[CASSANDRA-10052] Misleading down-node push notifications when rpc_address is shared - ASF JIRA

XML

Word

Printable

JSON

Details

Type: Bug
Status: Resolved
Priority: Normal
Resolution: Fixed
Fix Version/s: 2.1.10, 2.2.2, 3.0.0 rc2
Component/s: Legacy/CQL
Labels:
None

Severity:
Normal
Impacts:

Clients

Description

When a node goes down, the other nodes learn that through the gossip.
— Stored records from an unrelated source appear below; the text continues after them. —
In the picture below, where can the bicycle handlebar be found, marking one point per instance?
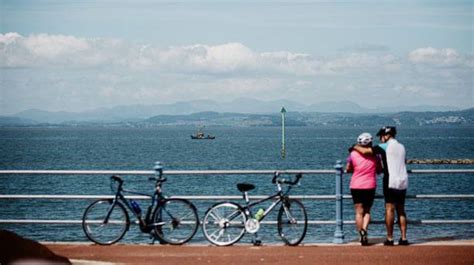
(118, 179)
(285, 181)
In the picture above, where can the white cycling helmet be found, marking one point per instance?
(364, 139)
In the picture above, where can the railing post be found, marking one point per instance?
(339, 233)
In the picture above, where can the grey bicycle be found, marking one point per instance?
(225, 223)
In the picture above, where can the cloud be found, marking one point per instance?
(418, 91)
(439, 57)
(96, 72)
(45, 50)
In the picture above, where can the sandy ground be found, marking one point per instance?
(449, 253)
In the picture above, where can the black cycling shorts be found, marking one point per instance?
(395, 196)
(366, 197)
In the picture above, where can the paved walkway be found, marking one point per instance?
(449, 253)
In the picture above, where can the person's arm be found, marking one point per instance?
(349, 167)
(379, 167)
(365, 150)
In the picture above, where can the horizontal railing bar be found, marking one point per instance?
(167, 172)
(429, 171)
(317, 222)
(207, 172)
(221, 197)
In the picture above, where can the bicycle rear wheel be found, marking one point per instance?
(292, 222)
(176, 221)
(224, 224)
(100, 230)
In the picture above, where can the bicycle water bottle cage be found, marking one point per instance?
(118, 179)
(252, 225)
(243, 187)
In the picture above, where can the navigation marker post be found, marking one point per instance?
(283, 149)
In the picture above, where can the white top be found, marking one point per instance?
(397, 171)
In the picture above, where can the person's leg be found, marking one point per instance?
(366, 218)
(402, 220)
(389, 219)
(359, 216)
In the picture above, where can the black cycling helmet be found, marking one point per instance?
(391, 130)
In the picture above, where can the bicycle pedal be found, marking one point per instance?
(257, 242)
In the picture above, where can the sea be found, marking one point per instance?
(235, 148)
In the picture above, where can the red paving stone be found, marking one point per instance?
(448, 254)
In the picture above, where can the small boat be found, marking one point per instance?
(201, 136)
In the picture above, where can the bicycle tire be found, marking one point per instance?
(292, 222)
(105, 233)
(224, 224)
(178, 221)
And I do see the log from (Gossiper.java):

private void markDead(InetAddress addr, EndpointState localState)
   {
       if (logger.isTraceEnabled())
           logger.trace("marking as down {}", addr);
       localState.markDead();
       liveEndpoints.remove(addr);
       unreachableEndpoints.put(addr, System.nanoTime());
       logger.info("InetAddress {} is now DOWN", addr);
       for (IEndpointStateChangeSubscriber subscriber : subscribers)
           subscriber.onDead(addr, localState);
       if (logger.isTraceEnabled())
           logger.trace("Notified " + subscribers);
   }

Saying: "InetAddress 192.168.101.1 is now Down", in the Cassandra's system log.

Now on all the other nodes the client side (java driver) says, " Cannot connect to any host, scheduling retry in 1000 milliseconds". They eventually do reconnect but some queries fail during this intermediate period.

To me it seems like when the server pushes the nodeDown event, it call the getRpcAddress(endpoint), and thus sends localhost as the argument in the nodeDown event.

As in org.apache.cassandra.transport.Server.java

  public void onDown(InetAddress endpoint)
       {      
           server.connectionTracker.send(Event.StatusChange.nodeDown(getRpcAddress(endpoint), server.socket.getPort()));
       }

the getRpcAddress returns localhost for any endpoint if the cassandra.yaml is using localhost as the configuration for rpc_address (which by the way is the default).